The next priority for me and many others should be prioritizing our emotional health by centering ourselves and building the emotional fortitude and stamina that will be required in the post-election aftermath. That seems like a tall order when so many are running flat out exhausted just to get to the election day “finish line.” The reality, however, is that November 3, 2020 will not mark the culmination of our efforts or an ending, but the end of a beginning. In fact the most recent battle in the war to realize the promise of America for all her residents has really just begun; the difficult and daily work of governing is how we materialize that promise.

No matter which party controls the White House, Congress, and State Houses across the country as a result of these elections (and there’s a good chance we won’t know by the time the polls close), the days and weeks in the immediate aftermath will be emotionally and mentally taxing. The reality is that no matter which party prevails, on Wednesday, November 4, nearly 1,000 of our family members, neighbors and community members, colleagues, and congregants are projected to die from COVID-19; unemployment numbers will continue to rise (and access to affordable and equitable health care will decline) in a country where 140 million people were poor or low-income prior to the pandemic; over 179 million people will be in danger of a utility shutoff; and 30–40 million will be at risk of eviction.

I hearken back to November 9, 2016 and the shock, befuddlement, and denial I felt having gone to bed with the expectation that Hillary Clinton would be victorious and waking up to the news that Donald J. Trump was elected the 45th president of the United States. I remember my stunned stagger to the school bus stop with my then 8- and 6 year-olds, the heavy silence of an environment usually cacophonous with the laughter of elementary school children and their preschool-aged siblings and the banal chatter of watchful parents. The pundits’ proclamation that White suburban women clenched the victory for Trump rang through my head as, through eyes bloodshot from tears, I silently asked “were you one of them?”

And we need to prepare for a similar emotional and mental assault after November 3.

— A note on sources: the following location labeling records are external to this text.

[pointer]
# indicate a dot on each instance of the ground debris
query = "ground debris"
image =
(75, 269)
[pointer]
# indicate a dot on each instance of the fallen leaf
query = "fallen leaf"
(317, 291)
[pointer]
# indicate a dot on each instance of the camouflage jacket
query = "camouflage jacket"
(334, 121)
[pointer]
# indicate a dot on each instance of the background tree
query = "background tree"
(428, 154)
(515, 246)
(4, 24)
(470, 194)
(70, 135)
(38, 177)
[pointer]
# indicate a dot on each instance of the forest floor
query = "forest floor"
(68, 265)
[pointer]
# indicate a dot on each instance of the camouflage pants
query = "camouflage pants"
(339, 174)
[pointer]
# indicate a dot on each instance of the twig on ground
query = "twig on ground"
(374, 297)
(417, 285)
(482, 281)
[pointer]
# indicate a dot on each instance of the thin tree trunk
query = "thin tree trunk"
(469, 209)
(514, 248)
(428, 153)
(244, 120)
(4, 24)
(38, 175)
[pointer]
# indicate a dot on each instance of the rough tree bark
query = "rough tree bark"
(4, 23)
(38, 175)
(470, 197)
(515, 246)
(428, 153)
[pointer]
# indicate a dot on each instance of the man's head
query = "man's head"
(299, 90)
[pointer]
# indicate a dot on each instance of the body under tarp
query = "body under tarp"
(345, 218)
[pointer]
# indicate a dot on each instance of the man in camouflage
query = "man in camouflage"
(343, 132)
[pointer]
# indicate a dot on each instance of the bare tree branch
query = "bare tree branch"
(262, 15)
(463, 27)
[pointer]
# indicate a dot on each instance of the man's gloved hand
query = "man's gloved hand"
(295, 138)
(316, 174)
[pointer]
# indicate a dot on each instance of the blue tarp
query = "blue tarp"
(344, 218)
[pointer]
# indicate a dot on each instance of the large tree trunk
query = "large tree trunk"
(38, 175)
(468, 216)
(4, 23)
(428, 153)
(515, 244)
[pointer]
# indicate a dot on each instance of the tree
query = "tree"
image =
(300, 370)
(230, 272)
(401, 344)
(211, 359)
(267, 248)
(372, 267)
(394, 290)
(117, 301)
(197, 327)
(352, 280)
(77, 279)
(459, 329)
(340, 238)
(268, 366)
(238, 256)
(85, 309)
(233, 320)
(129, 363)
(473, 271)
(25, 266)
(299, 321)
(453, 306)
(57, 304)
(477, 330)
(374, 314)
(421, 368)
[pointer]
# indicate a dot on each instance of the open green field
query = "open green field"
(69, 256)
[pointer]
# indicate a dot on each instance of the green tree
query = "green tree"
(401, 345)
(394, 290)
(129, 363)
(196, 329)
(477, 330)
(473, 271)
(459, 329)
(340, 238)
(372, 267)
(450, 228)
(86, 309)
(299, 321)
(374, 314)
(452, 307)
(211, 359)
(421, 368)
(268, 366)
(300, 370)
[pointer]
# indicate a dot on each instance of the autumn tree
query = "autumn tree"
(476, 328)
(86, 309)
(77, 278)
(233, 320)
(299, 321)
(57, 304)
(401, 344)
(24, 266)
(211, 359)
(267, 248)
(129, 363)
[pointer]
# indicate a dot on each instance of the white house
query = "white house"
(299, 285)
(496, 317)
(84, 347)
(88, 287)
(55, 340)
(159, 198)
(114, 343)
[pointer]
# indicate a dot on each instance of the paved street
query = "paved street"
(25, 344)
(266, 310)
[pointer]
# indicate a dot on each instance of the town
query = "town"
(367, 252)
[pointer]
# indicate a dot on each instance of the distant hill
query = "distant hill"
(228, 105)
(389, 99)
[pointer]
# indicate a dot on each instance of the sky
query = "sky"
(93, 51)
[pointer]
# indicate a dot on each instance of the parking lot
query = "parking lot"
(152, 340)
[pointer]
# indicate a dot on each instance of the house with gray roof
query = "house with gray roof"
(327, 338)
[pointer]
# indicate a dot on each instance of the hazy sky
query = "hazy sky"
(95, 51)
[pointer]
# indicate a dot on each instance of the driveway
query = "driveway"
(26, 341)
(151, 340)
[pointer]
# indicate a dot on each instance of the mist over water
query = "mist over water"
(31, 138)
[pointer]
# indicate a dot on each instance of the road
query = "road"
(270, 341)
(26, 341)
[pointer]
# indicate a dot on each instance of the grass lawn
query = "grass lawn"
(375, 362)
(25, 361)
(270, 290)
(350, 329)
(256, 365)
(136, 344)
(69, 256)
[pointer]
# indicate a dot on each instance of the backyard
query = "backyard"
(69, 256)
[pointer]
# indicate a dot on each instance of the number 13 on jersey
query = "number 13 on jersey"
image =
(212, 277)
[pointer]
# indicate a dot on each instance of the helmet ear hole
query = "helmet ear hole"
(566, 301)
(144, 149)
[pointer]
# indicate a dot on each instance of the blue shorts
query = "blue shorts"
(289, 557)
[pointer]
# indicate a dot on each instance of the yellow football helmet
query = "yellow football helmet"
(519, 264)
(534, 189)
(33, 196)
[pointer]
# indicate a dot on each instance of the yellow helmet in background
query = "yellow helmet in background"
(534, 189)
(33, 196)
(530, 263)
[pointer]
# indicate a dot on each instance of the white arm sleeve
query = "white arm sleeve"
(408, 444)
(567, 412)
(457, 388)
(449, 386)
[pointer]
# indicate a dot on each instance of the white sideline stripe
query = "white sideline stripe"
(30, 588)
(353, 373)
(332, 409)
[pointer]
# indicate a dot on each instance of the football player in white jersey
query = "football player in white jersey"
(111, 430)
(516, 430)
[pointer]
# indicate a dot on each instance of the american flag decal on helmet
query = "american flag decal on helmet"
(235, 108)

The reelection of President Donald J. Trump and a conservative wave will mean the triumph of falsehoods over truth, of those who are expendable over those who are essential, of “law and order” for a few over justice for all, of rising 401Ks over rising quality of life , and of acceptance of the unacceptable. In short, it will likely mean more of the last 8 months for the next 4 years. That triumph will also be a repudiation of my very being as a Black woman and that of my family. Black folks will be confronted anew with the fact that we keep loving a country that doesn’t love us back. And while virtual learning will mean no teary eyes at the bus stop, my heart will be in my throat every time I pass my neighbors on my daily morning walk, bump into them at the grocery store, or run into them while picking up take out, wondering “were you one of them?”

If Joe Biden/Kamala Harris and a range of progressive candidates are victorious, we will be dealing with the triple threats of an unhinged President Trump driven to govern out of spite and not the good of the country, a possible assault on a peaceful transition of power for the first time in our democracy, and the specter of nationally televised white supremacist-led terrorism (the Proud Boys have told us they are standing by and those intent on “liberating” our country are plotting and planning); not to mention the everyday harassments that will not be horrific enough to make the news cycle but cut as deeply.

There is clearly an outcome that gives me greater hope for the longer-term future but make no mistake about it, the immediate aftermath of these elections will be harder than pre-election. So draw on your faith resources (I pray that you have some), center yourself through those practices that anchor you, put your sister circle on standby, and prepare for the emotional aftermath of November 3.